From what I hear its not that its hard, its just that there arent anywhere as many people that own them vs. the millions of people who own Windows based units due to its price. Thats what Ive heard at least. I woulod imagine noiw with the IPhone and Pod and tablet that will be changing!!!


----------



## rawlus (Jan 4, 2012)

Wade, check out this link...
http://www.quora.com/Which-platform-is-more-vulnerable-to-viruses-iOS-or-Android

For practical purposes... I don't run anything but a scheduled virus scan on my Mac OS computers... About once a week just as a precaution..I do not run any real time scanners as the threat on Mac OSx is very very low.

iOS devices, the iPods, iPads and iPhones of the world are a different animal. If they are not jail broken, then the only way to get an app is via the app store. And geting an app into the app store is not easy... It must adhere to various requirements and is tested and approved by apple before it is made available. It is a somewhat closed system. The OS itself runs applications in a very specific way too which adds to its security. It is also easily wiped and restored. I would not worry personally about viruses on ios or OSx devices. That's just me.


----------



## Julie (Jan 4, 2012)

I don't thnk it will change, Wade, Ibglowin will probably have a better answer, since he seems to be the mac boy but I have had an iphone (and I have had one for 4 years) and never had an issue and now I have an ipad and never had to worry about where I went, runs great and I never have to worry about a virus.


----------



## rhoffart (Jan 4, 2012)

apple guy for 5+ years with no protection. Two Mac book pros, one 1st gen iPad and two iPhones ... my only problem is I buy too many apps.
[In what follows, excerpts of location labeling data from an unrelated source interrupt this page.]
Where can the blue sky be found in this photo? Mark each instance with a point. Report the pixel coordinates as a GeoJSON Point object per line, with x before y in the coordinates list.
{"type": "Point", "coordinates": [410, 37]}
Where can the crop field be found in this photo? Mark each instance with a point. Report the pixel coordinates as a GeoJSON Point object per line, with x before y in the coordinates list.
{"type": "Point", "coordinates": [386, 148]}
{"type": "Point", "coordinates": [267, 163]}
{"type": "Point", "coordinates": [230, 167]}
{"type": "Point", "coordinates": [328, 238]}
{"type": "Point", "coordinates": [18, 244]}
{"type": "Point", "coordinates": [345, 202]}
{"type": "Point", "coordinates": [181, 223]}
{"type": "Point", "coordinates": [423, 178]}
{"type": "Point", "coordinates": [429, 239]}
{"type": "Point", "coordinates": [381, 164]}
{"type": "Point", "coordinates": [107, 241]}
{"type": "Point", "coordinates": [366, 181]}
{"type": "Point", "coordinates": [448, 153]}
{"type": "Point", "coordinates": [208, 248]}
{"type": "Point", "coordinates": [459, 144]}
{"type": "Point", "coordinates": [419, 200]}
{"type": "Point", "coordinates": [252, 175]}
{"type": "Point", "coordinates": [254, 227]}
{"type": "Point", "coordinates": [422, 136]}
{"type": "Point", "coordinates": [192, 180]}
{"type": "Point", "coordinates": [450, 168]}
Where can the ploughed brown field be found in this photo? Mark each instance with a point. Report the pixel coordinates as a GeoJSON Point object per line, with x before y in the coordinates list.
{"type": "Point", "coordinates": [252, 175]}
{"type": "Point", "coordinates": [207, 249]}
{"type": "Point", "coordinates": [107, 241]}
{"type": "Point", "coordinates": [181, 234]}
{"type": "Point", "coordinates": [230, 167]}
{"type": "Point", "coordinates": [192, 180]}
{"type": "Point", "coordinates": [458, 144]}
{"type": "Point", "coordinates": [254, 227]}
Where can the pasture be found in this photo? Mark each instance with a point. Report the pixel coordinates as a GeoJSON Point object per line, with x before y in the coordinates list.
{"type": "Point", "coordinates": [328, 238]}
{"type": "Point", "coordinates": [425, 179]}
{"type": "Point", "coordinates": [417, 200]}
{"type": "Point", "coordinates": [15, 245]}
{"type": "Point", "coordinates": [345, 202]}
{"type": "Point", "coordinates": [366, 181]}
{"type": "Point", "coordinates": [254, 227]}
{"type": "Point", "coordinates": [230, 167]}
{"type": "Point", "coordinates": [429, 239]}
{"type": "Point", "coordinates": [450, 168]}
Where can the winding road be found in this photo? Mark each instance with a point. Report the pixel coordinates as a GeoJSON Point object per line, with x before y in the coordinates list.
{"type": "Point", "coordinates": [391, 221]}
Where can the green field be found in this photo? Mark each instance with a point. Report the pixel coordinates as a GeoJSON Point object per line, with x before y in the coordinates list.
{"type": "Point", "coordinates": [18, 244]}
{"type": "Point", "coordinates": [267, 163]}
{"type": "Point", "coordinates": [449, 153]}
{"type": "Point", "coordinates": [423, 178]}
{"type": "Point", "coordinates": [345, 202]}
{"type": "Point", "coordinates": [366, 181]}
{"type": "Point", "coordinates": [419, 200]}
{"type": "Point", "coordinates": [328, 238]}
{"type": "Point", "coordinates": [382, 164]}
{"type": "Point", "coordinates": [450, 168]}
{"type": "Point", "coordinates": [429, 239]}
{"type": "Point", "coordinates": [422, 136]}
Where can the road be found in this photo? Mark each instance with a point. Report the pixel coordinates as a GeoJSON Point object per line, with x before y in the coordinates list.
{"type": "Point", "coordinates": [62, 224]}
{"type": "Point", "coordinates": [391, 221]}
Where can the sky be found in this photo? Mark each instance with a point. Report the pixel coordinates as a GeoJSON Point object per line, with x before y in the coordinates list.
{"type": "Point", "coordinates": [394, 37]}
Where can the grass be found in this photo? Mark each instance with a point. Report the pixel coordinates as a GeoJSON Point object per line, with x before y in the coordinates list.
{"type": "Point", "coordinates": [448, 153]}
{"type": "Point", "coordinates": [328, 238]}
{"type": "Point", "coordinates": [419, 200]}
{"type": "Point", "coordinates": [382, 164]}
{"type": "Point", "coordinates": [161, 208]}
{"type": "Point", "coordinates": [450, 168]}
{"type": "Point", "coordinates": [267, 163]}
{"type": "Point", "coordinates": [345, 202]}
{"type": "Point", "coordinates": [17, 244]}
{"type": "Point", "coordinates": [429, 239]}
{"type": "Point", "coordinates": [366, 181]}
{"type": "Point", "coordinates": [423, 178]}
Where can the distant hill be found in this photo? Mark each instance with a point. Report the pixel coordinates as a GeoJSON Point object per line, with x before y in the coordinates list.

apple products don't let junk load as easy. Yes you can get viruses ... I have had to clean one iPhone once, but I really think it was a bad app.


----------



## Wade E (Jan 4, 2012)

Thanks guys, that makes a lot of sense. My daughter did have her IPod jail broken of coarse!  So your saying that as long as shes stays with the Apple App store she should be fine then right? Id hate to put virus software on it as I know it will slow it down on her and maybe even have compatibility problems.


----------



## rhoffart (Jan 4, 2012)

Correct ... heck that is the only way to get stuff on it. You can't download a program from a website as far as I know.


----------



## Wade E (Jan 4, 2012)

Cool, what about these other smart phones, are they easily susceptible to virus just like a windows laptop or pc?


----------



## ibglowin (Jan 4, 2012)

Yes, just say no to them.......

Mac user since 1985.

Never had a virus. I do have Symantec installed but not sure why. If your going to write a virus or trojan why write it for only10% of the OS on the market. The only way to get some bad spyware crap on a Mac is if you are so devoid of grey matter that you fall for some pop up that says "YOU HAVE A VIRUS, PLEASE DOWNLOAD THIS SOFTWARE TO REMOVE IT", or you go to porn sites and fall for the old "TO VIEW THIS AWSOME PORNO VIDEO PLEASE DOWNLOAD THIS AWESOME VIDEO CODEC THAT IS NOT LOADED WITH SPYWARE, I PROMISE........

If you jailbreak and download apps from unknown sources, you are asking from trouble, if you download biTtorrented software and install it you ARE ASKING FOR TROUBLE......

Get the picture?


----------



## vacuumpumpman (Jan 4, 2012)

Wade E said:


> Thanks guys, that makes a lot of sense. My daughter did have her IPod jail broken of coarse!  So your saying that as long as shes stays with the Apple App store she should be fine then right? Id hate to put virus software on it as I know it will slow it down on her and maybe even have compatibility problems.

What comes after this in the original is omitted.